EXCLUSIVE: Trump Victory Triggers 'Reshoring' Rally As Supply Chain Security Outweighs Cost

Zinger Key Points
  • Policies under Trump’s presidency are expected to push U.S. companies towards domestic production over cheaper foreign options.
  • Uncertainty around tariffs, especially on Mexico, adds momentum to U.S.-based supply chain strategies.

Following Donald Trump‘s election victory, stocks of companies focused on reshoring production to the U.S. surged sharply this week, driven by expectations of more protectionist policies.

The American Reshoring ETF RSHO—a fund investing in 30 companies committing to reshoring their production lines back home—jumped over 8% in the week, outpacing broader market indices. The SPDR S&P 500 ETF Trust SPY was up 5% and on par with the iShares Russell 2000 ETF IWM.

Why Expert Sees A Reshoring Boom Ahead

Trump’s win has reignited investor optimism around reshoring, with policies likely to push U.S. companies to prioritize domestic production over cheaper overseas options.

"The case for reshoring is now well set with the Trump presidency," said Maurits Pots, CEO of Tema ETFs, in an exclusive Benzinga interview.

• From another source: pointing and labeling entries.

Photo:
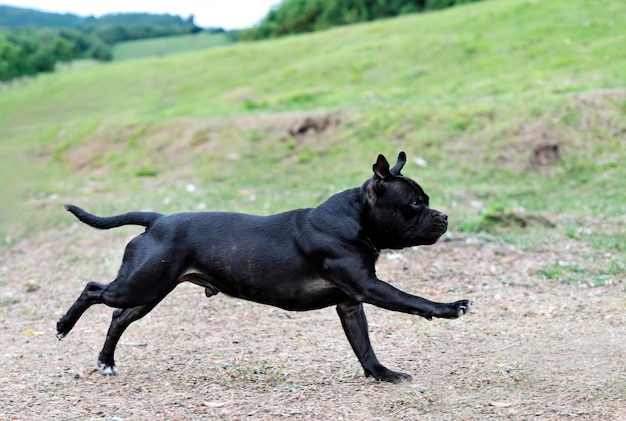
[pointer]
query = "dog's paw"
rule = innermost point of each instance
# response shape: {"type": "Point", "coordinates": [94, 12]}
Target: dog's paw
{"type": "Point", "coordinates": [455, 310]}
{"type": "Point", "coordinates": [463, 307]}
{"type": "Point", "coordinates": [383, 374]}
{"type": "Point", "coordinates": [107, 369]}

The new administration is expected to support trade protectionism and tariff increases, a strategy Maurits emphasized as a "key driver of reshoring and domestic manufacturing growth."

"Companies used to think about what was my lowest cost of production," Pots said. "Now they're asking, ‘where can I get more secure, closer-to-home production?' Security in supply chains is increasingly outpacing cost in importance," he added.

This shift towards U.S.-centered manufacturing appears to reflect market anticipation that the administration will implement policies with a "primarily U.S. focus," especially after the potential of a red sweep.

Heavy equipment manufacturers, often seen as bellwethers for industrial sentiment, were among the big winners this week. Caterpillar CAT rose more than 8% post-election, signaling investors' heightened interest in U.S. industrial stocks.

Maurits highlighted a similar trend with equipment companies, such as Terex Corp. TEX .

He noted that these stocks "had very strong moves recently, indicating that expectations of a reacceleration in American capex will be a focus point for the administration."

Also Read: Powell Brushes Off Trump’s Removal Threat: Economists Say 2026 Could Be His Last Stand

Trade Policies: Tariffs, Subsidies, And The Mexico ‘Nearshoring’ Risk

"We believe tariffs may ultimately prove less harsh than threatened," said Pots, "but the mere uncertainty around tariffs will itself already form a catalyst for reshoring as companies increasingly value supply chain security and stability."

According to Pot, the Trump administration's stance could also discourage "nearshoring" — the trend of moving production closer to the U.S., but not quite on its soil, such as to Mexico.

With Trump's proposed tariffs on Mexican goods, Mexico's appeal as a manufacturing hub may diminish, further driving interest in truly domestic production.

Interestingly, Pot highlighted that most of the reshoring incentives introduced during the Biden administration, including substantial investment packages like the CHIPS Act, have been concentrated in Republican-led states.

This aspect of the fund distribution could protect these initiatives from potential rollback under Trump, as they align with his administration's agenda of strengthening U.S. manufacturing.